Methods of predicting pre term birth from preeclampsia using metabolic and protein biomarkers
Abstract
A computer implemented method of early prediction of risk of a pregnancy outcome in a pregnant woman, comprising the steps of: inputting into a computational model values for a panel of a plurality of preeclampsia specific biomarkers comprising at least one metabolite, and optionally at least one protein or clinical risk factor, selected from Table 1, in which the values are obtained from the pregnant woman early in pregnancy; selecting a subset of inputted values comprising a value for at least one metabolite and optionally at least one protein or clinical risk factor value, based on a selected pregnancy outcome selected from pre-term preeclampsia, term preeclampsia and all preeclampsia; calculating a predicted risk of the selected pregnancy outcome based on the subset of inputted values; and outputting the predicted risk of the pregnancy outcome for the pregnant woman.
Claims
exact text as granted — not AI-modified1 .- 62 . (canceled)
63 . A computer implemented method of early prediction of risk of a pregnancy outcome in a pregnant woman, comprising the steps of:
inputting into a computational model:
values for a panel of a plurality of preeclampsia specific biomarkers selected from Table 1 and comprising at least one metabolite, and at least one protein or clinical risk factor, in which the values are obtained from the pregnant woman early in pregnancy;
in which the computational model is configured to:
select a subset of the inputted values comprising a value for at least one metabolite and at least one protein or clinical risk factor value, based on a pregnancy outcome selected from pre-term preeclampsia, term preeclampsia and all preeclampsia;
calculate a predicted risk of the selected pregnancy outcome based on the subset of inputted values; and
output the predicted risk of the pregnancy outcome for the pregnant woman.
64 .- 66 . (canceled)
67 . The computer implemented method according to claim 63 , in which the subset of the inputted values selected by the computational model comprises a value for at least one metabolite of Table 1 and a value for at least one protein selected from placental growth factor (PlGF) and soluble endoglin (sENG).

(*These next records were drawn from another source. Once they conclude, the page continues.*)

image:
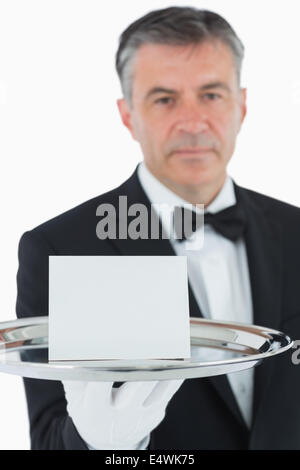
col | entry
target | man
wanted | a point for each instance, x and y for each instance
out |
(180, 75)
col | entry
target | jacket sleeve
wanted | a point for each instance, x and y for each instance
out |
(51, 428)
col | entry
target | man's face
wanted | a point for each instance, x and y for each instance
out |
(187, 109)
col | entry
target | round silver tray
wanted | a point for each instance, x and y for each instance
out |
(216, 348)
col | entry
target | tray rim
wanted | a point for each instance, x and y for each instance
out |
(186, 365)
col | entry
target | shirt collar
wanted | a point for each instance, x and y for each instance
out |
(158, 193)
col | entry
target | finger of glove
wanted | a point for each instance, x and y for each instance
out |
(133, 392)
(163, 392)
(99, 391)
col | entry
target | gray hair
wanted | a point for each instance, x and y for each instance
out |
(174, 26)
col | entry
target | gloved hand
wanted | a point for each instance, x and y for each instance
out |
(117, 418)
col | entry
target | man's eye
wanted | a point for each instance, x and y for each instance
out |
(212, 96)
(164, 100)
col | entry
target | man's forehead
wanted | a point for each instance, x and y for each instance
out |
(168, 55)
(172, 65)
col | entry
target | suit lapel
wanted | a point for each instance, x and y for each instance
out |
(162, 247)
(263, 239)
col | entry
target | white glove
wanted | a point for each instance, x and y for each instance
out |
(117, 418)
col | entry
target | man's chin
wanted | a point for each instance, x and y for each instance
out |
(193, 176)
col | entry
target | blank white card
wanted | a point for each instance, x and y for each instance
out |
(118, 307)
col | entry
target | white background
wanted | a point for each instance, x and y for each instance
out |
(62, 141)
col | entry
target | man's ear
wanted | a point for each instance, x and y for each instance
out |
(243, 105)
(126, 116)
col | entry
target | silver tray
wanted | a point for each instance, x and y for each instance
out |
(216, 348)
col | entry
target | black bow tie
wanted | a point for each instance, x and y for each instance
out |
(230, 222)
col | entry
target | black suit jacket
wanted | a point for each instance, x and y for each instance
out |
(204, 413)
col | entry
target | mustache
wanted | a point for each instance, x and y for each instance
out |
(192, 141)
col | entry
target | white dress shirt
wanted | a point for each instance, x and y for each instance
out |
(218, 274)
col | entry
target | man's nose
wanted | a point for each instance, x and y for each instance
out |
(192, 121)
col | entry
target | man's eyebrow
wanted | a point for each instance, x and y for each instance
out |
(207, 86)
(211, 85)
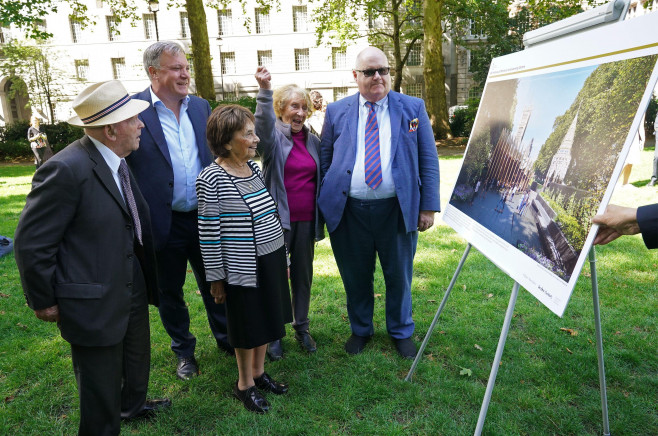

68 . The computer implemented method according to claim 63 , in which the subset of the inputted values selected by the computational model comprises a value for the metabolite dilinoleoyl glycerol (DLG).
69 . The computer implemented method according to claim 63 , in which the subset of the inputted values selected by the computational model comprises a value for the metabolite dilinoleoyl glycerol (DLG) and a value for the protein placental growth factor (PlGF).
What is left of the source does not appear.